One of the fundamental rules of weight training is to always use a full range of motion. What’s not so simple is figuring out what constitutes a “full range of motion.” It is not necessarily going as far as you can go; it’s as far as you can go in good form, with adequate strength and stability in the joints.
It isn’t unusual to discuss the maximum safe range of motion for some exercises. For example, most would agree you don’t want to squat lower than the range where you can keep a flat back. You don’t hear much talk about the safe range for the bench press. One exception is this article from Paul Chek. In the article, Chek details how it may be better to stop the bar a few inches short of the chest. If you look, you’ll find a lot of evidence to substantiate this.

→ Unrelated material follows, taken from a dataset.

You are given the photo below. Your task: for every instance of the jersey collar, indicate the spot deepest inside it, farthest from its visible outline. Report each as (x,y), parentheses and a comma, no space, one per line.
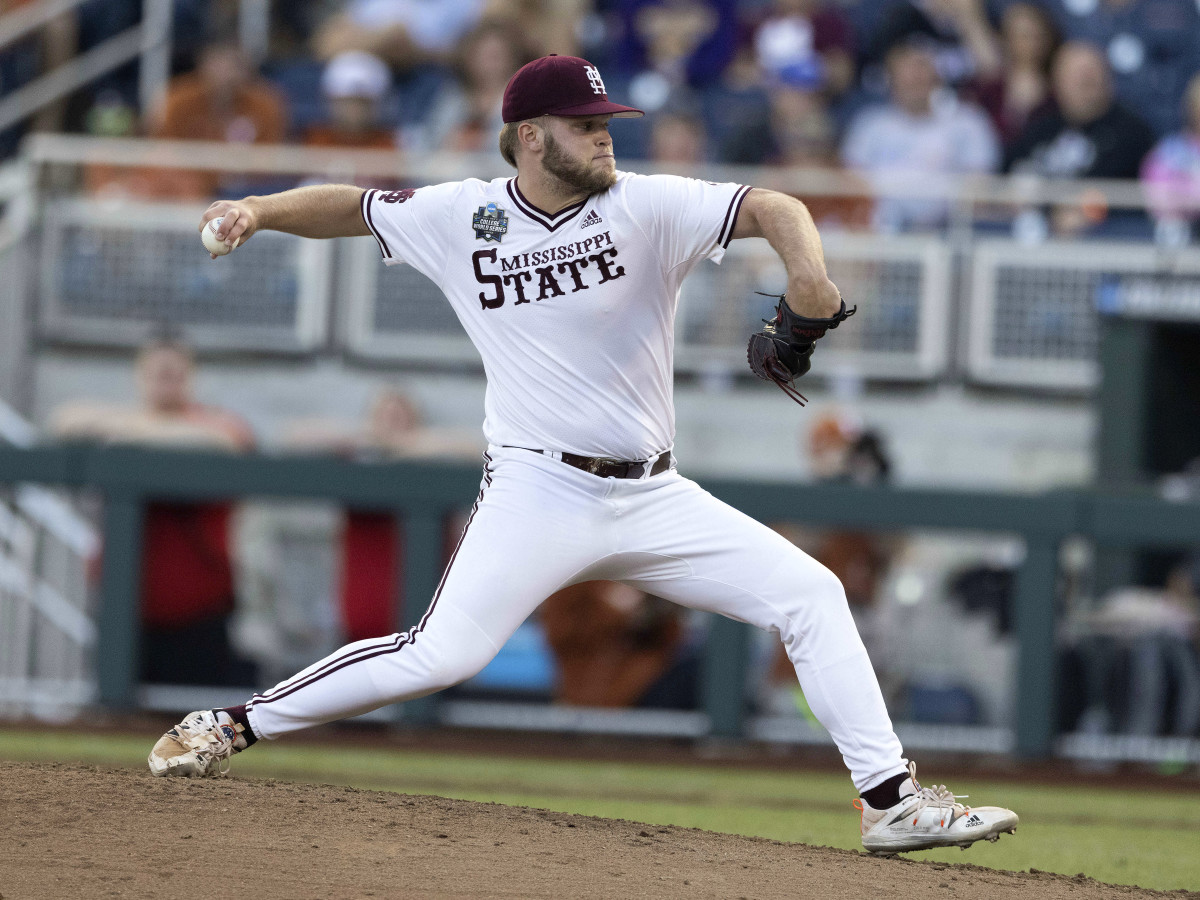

In this T-nation article powerlifter Jack Reape talks about using the floor press to limit the ROM. I think his reasoning is consistent with Chek’s.

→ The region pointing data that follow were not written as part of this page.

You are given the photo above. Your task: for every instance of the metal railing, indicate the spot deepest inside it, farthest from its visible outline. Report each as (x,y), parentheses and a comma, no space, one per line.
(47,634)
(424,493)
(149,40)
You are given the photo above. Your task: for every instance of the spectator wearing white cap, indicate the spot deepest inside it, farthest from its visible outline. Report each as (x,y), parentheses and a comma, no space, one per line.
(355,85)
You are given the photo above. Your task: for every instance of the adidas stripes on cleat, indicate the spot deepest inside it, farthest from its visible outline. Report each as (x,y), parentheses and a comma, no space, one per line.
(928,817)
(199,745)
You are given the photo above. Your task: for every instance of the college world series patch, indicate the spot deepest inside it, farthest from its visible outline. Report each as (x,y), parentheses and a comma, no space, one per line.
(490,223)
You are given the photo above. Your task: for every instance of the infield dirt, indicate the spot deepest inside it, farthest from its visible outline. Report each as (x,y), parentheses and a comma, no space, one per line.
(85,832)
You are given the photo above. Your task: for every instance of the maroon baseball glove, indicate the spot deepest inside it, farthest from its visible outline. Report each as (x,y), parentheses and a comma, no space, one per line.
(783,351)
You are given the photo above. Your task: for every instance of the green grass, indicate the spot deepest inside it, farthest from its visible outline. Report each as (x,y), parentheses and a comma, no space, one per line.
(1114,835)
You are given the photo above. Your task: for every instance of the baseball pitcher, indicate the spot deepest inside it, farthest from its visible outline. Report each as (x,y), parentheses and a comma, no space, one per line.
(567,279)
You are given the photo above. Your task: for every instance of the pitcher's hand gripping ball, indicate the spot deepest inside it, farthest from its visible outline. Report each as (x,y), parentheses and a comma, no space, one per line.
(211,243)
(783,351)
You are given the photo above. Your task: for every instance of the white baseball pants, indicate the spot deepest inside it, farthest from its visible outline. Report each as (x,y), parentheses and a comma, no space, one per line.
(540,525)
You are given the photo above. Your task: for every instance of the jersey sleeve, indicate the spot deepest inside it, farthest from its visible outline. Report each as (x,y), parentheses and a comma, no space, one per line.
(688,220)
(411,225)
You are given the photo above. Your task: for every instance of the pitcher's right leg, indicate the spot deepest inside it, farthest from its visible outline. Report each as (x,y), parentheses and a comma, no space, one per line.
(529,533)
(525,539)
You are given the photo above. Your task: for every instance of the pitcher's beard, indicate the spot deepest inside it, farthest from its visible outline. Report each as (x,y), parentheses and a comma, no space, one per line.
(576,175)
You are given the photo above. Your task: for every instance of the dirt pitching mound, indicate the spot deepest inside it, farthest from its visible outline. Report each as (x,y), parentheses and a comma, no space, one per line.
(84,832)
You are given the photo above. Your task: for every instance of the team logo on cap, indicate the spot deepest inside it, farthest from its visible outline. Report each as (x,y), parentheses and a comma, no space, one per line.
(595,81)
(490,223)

I was first introduced to this idea by a gym owner and football coach that followed the Bigger Faster Stronger strength training program. Bigger Faster Stronger advocated using a rolled up towel resting on the chest to limit the ROM in bench pressing. He got good results with their program for his team.
He had been a very good bencher in his youth but had quit the exercise for over 15 years. He decided to try towel benching and managed to match his best numbers from his younger days in his forties, setting a master’s record in the process. He found that towel benching carried over very well to his regular bench. I have passed this along to several lifters who were just about ready to quit the lift, and all have been pleasantly surprised.
A lot of people will tell you that dumbbell bench presses give them shoulder relief. Part of this may be due to the reason they just don’t use as much weight - as a rule, most people can only use about 80% of their barbell poundages. However, if you watch people closely, although the edge of the dumbbell may get to chest level, very few let their hands sink to chest level. Without the bar, they just go to where they feel a good stretch - well short of the range they cover with a barbell.
Powerlifters have been using board presses quite a bit in recent years, a method similar to the towel. Board benching with one to five stacked 2″x6″ boards is an art all its own, especially for the lifters that use the most supportive bench shirts. Now there can be no doubt, these guys are doing it primarily to lift more weight. However, I have met a couple masters powerlifters who can no longer bench raw (without a special bench shirt) without problems, but are still very strong doing all their bench training shirted. The shirt greatly reduces the tension in the bottom couple inches and allows them to work without pain.
So if you’re going to bench press, rethink what the right range of motion really is - maybe it will save your shoulders.